The upgraded agreement also fits into the wider India-South Korea strategic partnership. During the April 2026 leadership-level engagement, both sides set a target of taking bilateral trade to 50 billion dollars by 2030. That target requires more than ceremonial diplomacy. It needs better market access, simpler customs processes, trusted supply chains, smoother investment flows and joint industrial platforms. The CEPA upgrade talks are therefore a practical instrument for converting political intent into economic outcomes.
The digital trade element is especially important. Trade is increasingly shaped by data flows, platform services, digital payments, software, cybersecurity, e-commerce, AI-linked services and technology standards. India’s digital scale and South Korea’s hardware and electronics strength can create a useful partnership if both sides build predictable rules for digital commerce.

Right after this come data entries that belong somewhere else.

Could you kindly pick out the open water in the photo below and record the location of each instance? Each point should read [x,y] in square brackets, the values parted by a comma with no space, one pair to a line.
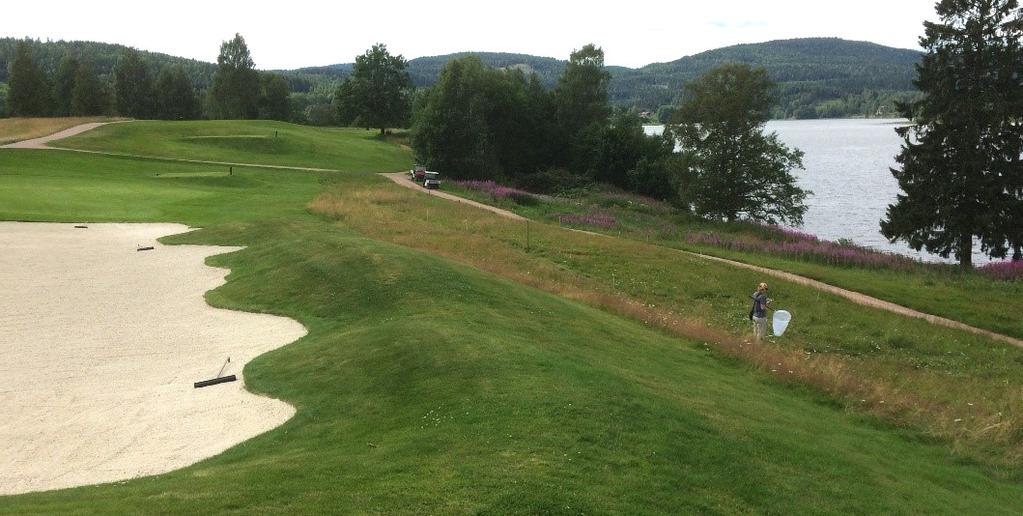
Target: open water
[847,166]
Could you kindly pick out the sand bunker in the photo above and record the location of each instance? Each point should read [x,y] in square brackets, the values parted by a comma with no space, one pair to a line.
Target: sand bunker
[100,344]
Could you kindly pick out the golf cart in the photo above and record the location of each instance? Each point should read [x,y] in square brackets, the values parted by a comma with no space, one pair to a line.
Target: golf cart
[417,174]
[432,180]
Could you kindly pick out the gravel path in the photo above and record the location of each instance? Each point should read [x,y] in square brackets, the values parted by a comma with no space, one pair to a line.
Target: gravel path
[44,143]
[41,142]
[402,179]
[855,297]
[101,344]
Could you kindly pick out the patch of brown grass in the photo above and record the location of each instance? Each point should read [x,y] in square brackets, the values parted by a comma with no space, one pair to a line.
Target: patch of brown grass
[17,129]
[970,418]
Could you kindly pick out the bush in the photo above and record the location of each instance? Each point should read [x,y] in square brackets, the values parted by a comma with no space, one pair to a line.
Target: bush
[554,180]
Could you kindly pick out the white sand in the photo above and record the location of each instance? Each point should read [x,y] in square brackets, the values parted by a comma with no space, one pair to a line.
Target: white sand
[100,345]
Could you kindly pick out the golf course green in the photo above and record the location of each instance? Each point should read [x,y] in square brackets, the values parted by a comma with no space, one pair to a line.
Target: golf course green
[431,382]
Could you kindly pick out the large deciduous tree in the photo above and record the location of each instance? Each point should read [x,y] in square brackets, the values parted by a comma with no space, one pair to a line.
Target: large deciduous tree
[90,95]
[581,102]
[133,86]
[274,103]
[480,122]
[29,95]
[734,169]
[235,91]
[960,164]
[175,95]
[377,92]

Supply-chain cooperation is another major pillar. Recent global disruptions have shown the risks of excessive dependence on narrow production networks. India and South Korea can work together in resilient supply chains for electronics, batteries, minerals, auto components, shipbuilding inputs and clean-energy equipment. Such cooperation can help both countries diversify industrial risk while supporting trusted production ecosystems.
Strategic industrial cooperation gives the negotiations a long-term economic security dimension. This is where trade policy meets national capability. India wants to build stronger domestic manufacturing under Make in India and related industrial programmes. South Korean companies are looking for large markets, stable production bases and strategic partners. The upgraded CEPA can become a bridge between Korean technology and Indian scale.
The talks also matter for Indian small and medium enterprises. If the agreement becomes more balanced and practical, Indian firms can find better openings in Korean supply chains, services, engineering products, processed foods, pharmaceuticals, technology support and niche manufacturing. For this to happen, rules must be clear, compliance must be manageable and non-tariff barriers must be addressed.
The India-South Korea economic relationship already has a strong base. Korean brands are deeply visible in India’s consumer, automobile and electronics sectors. Indian companies are also active in technology, services, steel, pharmaceuticals and engineering. The next stage of the partnership must bring greater two-way depth, where investment, manufacturing, exports and innovation move together.
The 12th round of CEPA upgrade negotiations therefore marks more than another trade meeting. It signals an effort to redesign one of India’s important Asian economic partnerships for a new era. The focus is shifting toward balanced trade, digital systems, resilient supply chains and future industries. If both sides carry this momentum forward, the upgraded India-Korea CEPA can become a platform for shared growth, technology partnership and strategic economic confidence.